Sam Fitton was a prominent member of the small group of dialect writers whose work was also regularly published in annuals and magazines. Typically, a volume of the Lancashire Authors' Association Red Rose Leaves (1921) contained work by both Sam and his wife Janie. A few of Sam Fitton's illustrations appeared his short-lived periodical The Chanticleer, (1911) later re-named Sam Fitton's Humorous Monthly (1912). His Gradely Unofficial Guide to Shay (1913) provided a light-hearted guided tour of Shaw. Two other booklets were published before the First World War - Recitations in the Dialect & Out Of It and Recitations, Humorous, Ridiculous and Otherwise. He also illustrated other writers' work.

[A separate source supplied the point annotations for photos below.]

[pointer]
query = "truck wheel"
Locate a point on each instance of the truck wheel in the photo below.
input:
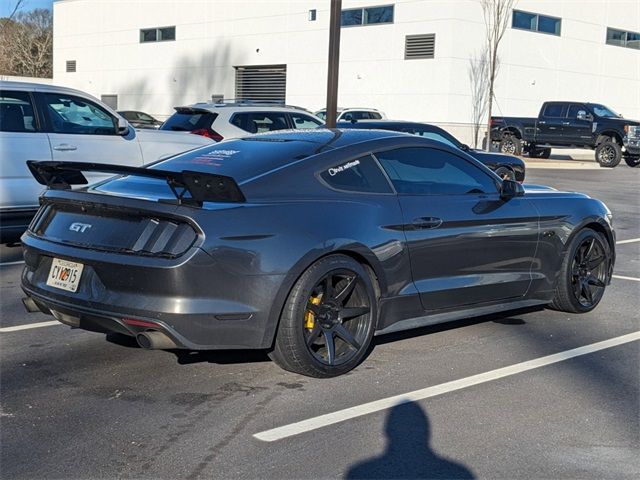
(632, 161)
(511, 145)
(540, 152)
(608, 154)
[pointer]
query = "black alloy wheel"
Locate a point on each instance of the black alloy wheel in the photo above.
(337, 318)
(608, 154)
(586, 271)
(327, 323)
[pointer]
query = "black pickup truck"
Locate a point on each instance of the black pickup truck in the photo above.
(570, 125)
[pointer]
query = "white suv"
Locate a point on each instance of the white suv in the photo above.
(221, 121)
(45, 122)
(353, 114)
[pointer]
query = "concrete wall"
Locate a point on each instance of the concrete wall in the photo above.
(215, 36)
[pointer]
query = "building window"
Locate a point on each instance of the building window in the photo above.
(160, 34)
(622, 38)
(367, 16)
(536, 22)
(419, 46)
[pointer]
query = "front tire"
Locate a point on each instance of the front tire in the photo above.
(585, 273)
(328, 319)
(608, 154)
(632, 161)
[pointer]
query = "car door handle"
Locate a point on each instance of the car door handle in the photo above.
(65, 147)
(426, 222)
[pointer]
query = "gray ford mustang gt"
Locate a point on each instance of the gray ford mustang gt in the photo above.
(306, 244)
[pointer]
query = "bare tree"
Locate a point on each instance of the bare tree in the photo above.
(478, 79)
(26, 44)
(496, 19)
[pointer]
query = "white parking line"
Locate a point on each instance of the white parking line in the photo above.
(29, 326)
(622, 277)
(6, 264)
(367, 408)
(631, 240)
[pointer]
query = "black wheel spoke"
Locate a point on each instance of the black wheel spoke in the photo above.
(592, 280)
(345, 334)
(346, 291)
(328, 289)
(352, 312)
(331, 346)
(587, 292)
(314, 334)
(594, 262)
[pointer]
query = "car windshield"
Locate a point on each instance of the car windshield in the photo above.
(602, 111)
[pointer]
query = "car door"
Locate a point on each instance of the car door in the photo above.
(467, 245)
(21, 139)
(577, 127)
(82, 130)
(551, 123)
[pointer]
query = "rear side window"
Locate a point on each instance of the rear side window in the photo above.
(430, 171)
(16, 112)
(359, 175)
(304, 121)
(554, 110)
(187, 121)
(258, 122)
(75, 115)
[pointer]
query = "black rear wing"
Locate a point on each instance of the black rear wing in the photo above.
(189, 187)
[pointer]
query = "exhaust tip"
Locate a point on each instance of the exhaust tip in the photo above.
(155, 340)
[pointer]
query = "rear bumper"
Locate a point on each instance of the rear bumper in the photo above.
(191, 299)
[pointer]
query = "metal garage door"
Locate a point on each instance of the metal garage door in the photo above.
(266, 82)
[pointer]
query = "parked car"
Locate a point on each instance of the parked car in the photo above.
(226, 120)
(305, 244)
(45, 122)
(140, 119)
(571, 125)
(353, 114)
(505, 166)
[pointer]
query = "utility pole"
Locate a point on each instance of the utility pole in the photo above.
(334, 62)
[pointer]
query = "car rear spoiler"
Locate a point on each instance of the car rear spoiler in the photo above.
(189, 187)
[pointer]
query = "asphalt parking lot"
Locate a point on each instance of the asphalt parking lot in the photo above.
(75, 405)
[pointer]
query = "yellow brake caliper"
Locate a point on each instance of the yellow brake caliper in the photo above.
(309, 319)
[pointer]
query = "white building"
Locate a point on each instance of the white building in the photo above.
(154, 55)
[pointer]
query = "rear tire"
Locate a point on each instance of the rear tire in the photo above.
(328, 320)
(632, 161)
(510, 144)
(585, 273)
(608, 154)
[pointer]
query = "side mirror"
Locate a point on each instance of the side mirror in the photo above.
(123, 126)
(510, 189)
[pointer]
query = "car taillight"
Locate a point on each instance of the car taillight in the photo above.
(212, 134)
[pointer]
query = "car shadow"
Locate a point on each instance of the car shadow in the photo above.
(408, 452)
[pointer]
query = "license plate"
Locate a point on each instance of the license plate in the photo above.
(65, 275)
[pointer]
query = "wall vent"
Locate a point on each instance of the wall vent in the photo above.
(420, 46)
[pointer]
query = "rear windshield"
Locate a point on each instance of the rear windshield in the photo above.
(240, 159)
(188, 121)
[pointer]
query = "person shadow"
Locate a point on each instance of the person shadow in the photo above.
(408, 454)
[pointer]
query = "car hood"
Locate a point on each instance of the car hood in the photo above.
(176, 138)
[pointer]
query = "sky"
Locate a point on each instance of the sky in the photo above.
(7, 6)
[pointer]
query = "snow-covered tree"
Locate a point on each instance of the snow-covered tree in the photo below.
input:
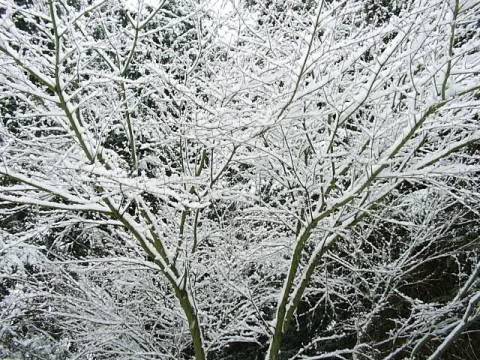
(197, 178)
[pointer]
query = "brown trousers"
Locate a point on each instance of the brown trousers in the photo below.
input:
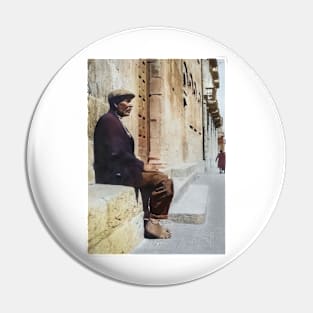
(157, 192)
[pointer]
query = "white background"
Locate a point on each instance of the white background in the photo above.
(274, 274)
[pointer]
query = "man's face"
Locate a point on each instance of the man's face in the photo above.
(124, 108)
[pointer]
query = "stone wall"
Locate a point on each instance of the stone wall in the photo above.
(115, 219)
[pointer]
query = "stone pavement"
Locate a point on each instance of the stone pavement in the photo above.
(204, 197)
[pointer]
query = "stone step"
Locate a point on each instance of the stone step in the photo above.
(191, 207)
(115, 219)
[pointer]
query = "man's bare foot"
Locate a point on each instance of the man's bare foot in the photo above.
(153, 230)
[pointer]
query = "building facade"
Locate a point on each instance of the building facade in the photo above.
(176, 118)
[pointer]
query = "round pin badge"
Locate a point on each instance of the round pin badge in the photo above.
(155, 156)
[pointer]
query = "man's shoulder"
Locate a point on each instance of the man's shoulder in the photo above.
(108, 117)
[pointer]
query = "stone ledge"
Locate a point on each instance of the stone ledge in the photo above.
(115, 219)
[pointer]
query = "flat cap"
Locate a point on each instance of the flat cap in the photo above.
(119, 95)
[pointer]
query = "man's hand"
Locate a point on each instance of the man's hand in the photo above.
(150, 168)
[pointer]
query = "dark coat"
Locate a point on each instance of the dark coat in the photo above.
(115, 162)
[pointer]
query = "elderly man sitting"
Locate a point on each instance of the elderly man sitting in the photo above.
(115, 163)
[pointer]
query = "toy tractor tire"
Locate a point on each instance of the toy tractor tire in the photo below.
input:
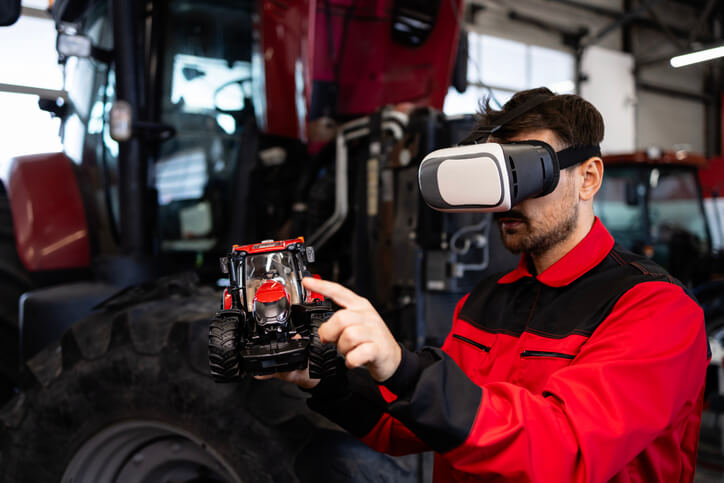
(223, 349)
(322, 357)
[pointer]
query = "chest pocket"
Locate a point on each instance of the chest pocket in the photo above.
(541, 357)
(470, 348)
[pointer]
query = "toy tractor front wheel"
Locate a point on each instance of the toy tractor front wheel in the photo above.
(322, 357)
(223, 349)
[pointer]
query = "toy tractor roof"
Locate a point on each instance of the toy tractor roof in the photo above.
(267, 246)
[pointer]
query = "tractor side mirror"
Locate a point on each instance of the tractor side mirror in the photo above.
(310, 254)
(9, 12)
(71, 44)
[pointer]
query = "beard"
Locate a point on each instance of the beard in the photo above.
(540, 235)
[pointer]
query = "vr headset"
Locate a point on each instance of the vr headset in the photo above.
(490, 177)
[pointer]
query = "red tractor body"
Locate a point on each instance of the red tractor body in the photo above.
(268, 320)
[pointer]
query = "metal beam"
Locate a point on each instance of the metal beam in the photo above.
(672, 92)
(640, 21)
(51, 94)
(620, 22)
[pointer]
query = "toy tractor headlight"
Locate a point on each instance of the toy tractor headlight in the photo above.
(275, 312)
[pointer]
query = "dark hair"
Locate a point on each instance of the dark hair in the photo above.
(576, 121)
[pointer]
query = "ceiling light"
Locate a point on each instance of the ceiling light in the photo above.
(698, 56)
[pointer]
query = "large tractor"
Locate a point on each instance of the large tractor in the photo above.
(188, 127)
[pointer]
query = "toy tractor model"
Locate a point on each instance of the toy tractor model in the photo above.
(268, 322)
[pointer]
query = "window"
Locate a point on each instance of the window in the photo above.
(500, 67)
(28, 58)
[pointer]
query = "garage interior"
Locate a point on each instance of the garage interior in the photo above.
(143, 141)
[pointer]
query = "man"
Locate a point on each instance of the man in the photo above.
(586, 363)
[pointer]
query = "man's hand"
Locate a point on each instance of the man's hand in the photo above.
(358, 331)
(299, 377)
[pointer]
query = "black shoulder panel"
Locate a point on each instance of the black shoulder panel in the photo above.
(557, 312)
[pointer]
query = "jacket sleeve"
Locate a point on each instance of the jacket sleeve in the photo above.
(358, 404)
(641, 370)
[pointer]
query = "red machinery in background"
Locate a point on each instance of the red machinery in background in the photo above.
(191, 126)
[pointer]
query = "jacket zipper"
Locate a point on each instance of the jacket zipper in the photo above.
(546, 354)
(472, 342)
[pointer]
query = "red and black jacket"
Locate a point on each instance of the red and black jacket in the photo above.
(591, 371)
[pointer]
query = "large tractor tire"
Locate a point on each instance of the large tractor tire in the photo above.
(126, 396)
(14, 281)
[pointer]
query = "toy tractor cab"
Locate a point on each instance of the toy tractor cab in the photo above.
(268, 321)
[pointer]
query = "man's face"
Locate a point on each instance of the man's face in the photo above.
(537, 224)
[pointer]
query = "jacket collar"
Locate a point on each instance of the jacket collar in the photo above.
(583, 257)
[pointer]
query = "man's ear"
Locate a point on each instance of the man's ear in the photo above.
(591, 171)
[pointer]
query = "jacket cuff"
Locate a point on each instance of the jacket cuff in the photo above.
(405, 378)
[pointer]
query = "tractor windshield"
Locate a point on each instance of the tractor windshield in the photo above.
(211, 84)
(274, 266)
(656, 211)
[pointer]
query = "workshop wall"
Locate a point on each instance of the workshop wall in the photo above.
(669, 104)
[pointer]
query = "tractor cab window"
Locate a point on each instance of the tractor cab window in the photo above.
(274, 266)
(211, 86)
(656, 211)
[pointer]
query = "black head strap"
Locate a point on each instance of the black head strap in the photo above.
(516, 112)
(574, 155)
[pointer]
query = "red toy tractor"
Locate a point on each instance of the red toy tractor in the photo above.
(268, 321)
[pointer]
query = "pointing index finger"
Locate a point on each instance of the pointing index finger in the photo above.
(341, 295)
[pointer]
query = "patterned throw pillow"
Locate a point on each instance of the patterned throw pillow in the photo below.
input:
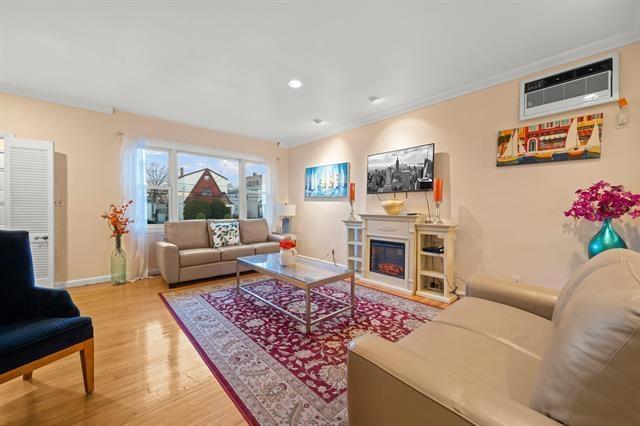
(225, 234)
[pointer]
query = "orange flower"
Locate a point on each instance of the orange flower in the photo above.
(287, 244)
(116, 219)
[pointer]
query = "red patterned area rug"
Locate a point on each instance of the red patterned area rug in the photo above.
(272, 370)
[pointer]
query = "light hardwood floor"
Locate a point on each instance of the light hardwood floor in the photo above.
(146, 370)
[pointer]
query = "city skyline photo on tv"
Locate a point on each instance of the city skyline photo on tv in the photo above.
(401, 170)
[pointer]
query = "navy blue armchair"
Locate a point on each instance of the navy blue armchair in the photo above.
(37, 325)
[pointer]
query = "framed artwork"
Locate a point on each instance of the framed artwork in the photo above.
(574, 138)
(331, 181)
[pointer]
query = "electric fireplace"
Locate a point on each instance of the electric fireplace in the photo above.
(387, 258)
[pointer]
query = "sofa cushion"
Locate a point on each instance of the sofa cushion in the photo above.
(187, 234)
(28, 340)
(210, 228)
(514, 327)
(488, 362)
(269, 247)
(253, 231)
(193, 257)
(589, 373)
(224, 234)
(234, 252)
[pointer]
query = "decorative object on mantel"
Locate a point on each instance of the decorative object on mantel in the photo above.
(567, 139)
(118, 223)
(392, 207)
(326, 181)
(288, 252)
(352, 200)
(603, 202)
(437, 199)
(286, 211)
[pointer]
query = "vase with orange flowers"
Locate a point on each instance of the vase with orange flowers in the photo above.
(288, 252)
(118, 222)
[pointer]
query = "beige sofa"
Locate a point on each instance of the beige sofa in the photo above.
(186, 253)
(512, 355)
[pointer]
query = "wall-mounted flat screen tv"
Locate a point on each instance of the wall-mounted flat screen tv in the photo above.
(402, 170)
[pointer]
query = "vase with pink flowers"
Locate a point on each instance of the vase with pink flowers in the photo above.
(603, 202)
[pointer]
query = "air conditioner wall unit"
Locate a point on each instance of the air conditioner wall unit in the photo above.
(592, 83)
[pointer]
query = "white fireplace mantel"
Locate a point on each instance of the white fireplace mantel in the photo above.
(399, 229)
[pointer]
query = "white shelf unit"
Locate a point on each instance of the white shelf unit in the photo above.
(355, 257)
(435, 271)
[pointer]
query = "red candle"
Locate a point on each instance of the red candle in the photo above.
(437, 190)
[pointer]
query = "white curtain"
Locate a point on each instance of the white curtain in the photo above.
(132, 179)
(270, 195)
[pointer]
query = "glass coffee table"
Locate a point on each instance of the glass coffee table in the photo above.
(305, 274)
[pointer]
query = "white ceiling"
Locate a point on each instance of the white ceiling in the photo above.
(225, 65)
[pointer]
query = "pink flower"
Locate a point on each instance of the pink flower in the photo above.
(603, 201)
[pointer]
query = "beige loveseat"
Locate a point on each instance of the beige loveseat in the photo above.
(512, 355)
(186, 253)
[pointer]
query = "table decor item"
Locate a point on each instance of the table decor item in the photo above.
(352, 200)
(288, 252)
(118, 224)
(437, 199)
(603, 202)
(286, 211)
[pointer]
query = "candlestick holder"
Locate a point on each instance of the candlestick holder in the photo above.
(352, 215)
(437, 218)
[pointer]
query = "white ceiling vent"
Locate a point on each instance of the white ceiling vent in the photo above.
(586, 85)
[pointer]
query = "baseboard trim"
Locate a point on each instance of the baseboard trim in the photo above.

Fitton also had a keen interest in the theatre, and became a prominent figure in the amateur theatrical world of Crompton and Oldham, as director, actor and playwright. He developed as an entertainer, his stage act being made up of humorous stories, recitations and songs. His was a gentle, light-hearted and jolly humour, free, as his advertisements stated, from vulgarity.
Despite his success, Fitton probably only survived, rather than prospered, from the results of his work. He never aspired to more than a modest terraced house on the Rochdale Road, near to his family and the Moss Gate Cottage of his youth. Sam's wife Janie died in 1918, and he married Annette in 1921. Sam Fitton died of cancer in June 1923, a few weeks before his fifty-fifth birthday.